Let $\{F_n\}_{n=1}^\infty $ be the Fibonacci sequence (defined by
$ F_n=F_{n-1}+F_{n-2}$ with $F_1=F_2=1$).
Is it true that for every integer number $N$ there exist positive integers
$n,m,k,l$ such that $N=F_n+F_m-F_k-F_l$ ?
[Math] A conjecture about Fibonacci numbers
elementary-number-theoryfibonacci-numbersnumber theory
Best Answer
Short answer: No, because the Fibonacci sequence grows exponentially.
Longer answer: First suppose $\{n,m\} \cap \{k,\ell\} \neq \emptyset$, say $n=l$. Then $N = F_m - F_k$. This implies that $N = F_m - F_k \geq F_m - F_{m-1} = F_{m-2}$. It follows that $m = O(\log(N))$ because the Fibonacci sequence is exponential. Similarly we have $k = O(\log(N))$. It follows that for large $N$ we can choose $m$ and $k$ in at most $O(\log(N)^2)$ ways.

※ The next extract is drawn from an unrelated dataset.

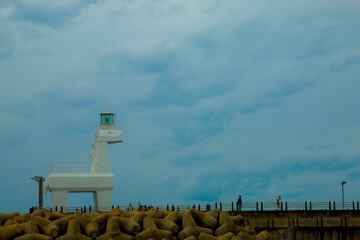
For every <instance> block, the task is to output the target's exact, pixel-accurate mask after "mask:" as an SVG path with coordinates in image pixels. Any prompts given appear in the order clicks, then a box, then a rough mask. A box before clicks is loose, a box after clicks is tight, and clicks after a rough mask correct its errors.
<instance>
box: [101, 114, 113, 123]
mask: <svg viewBox="0 0 360 240" xmlns="http://www.w3.org/2000/svg"><path fill="white" fill-rule="evenodd" d="M101 124H113V115H112V114H102V115H101Z"/></svg>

Now suppose $\{n,m\}$ and $\{k,\ell\}$ are disjoint. Then we similarly find that we can choose $n$, $m$, $k$, $\ell$ in at most $O(\log(N)^4)$ ways.
Consequently, to write the numbers $1$, $2$, ..., $N$ in the desired form, there are at most $O(\log(N)^2 + \log(N)^4)$ possible choices for $n$, $m$, $k$, $\ell$. However this becomes strictly smaller than $N$ for large $N$.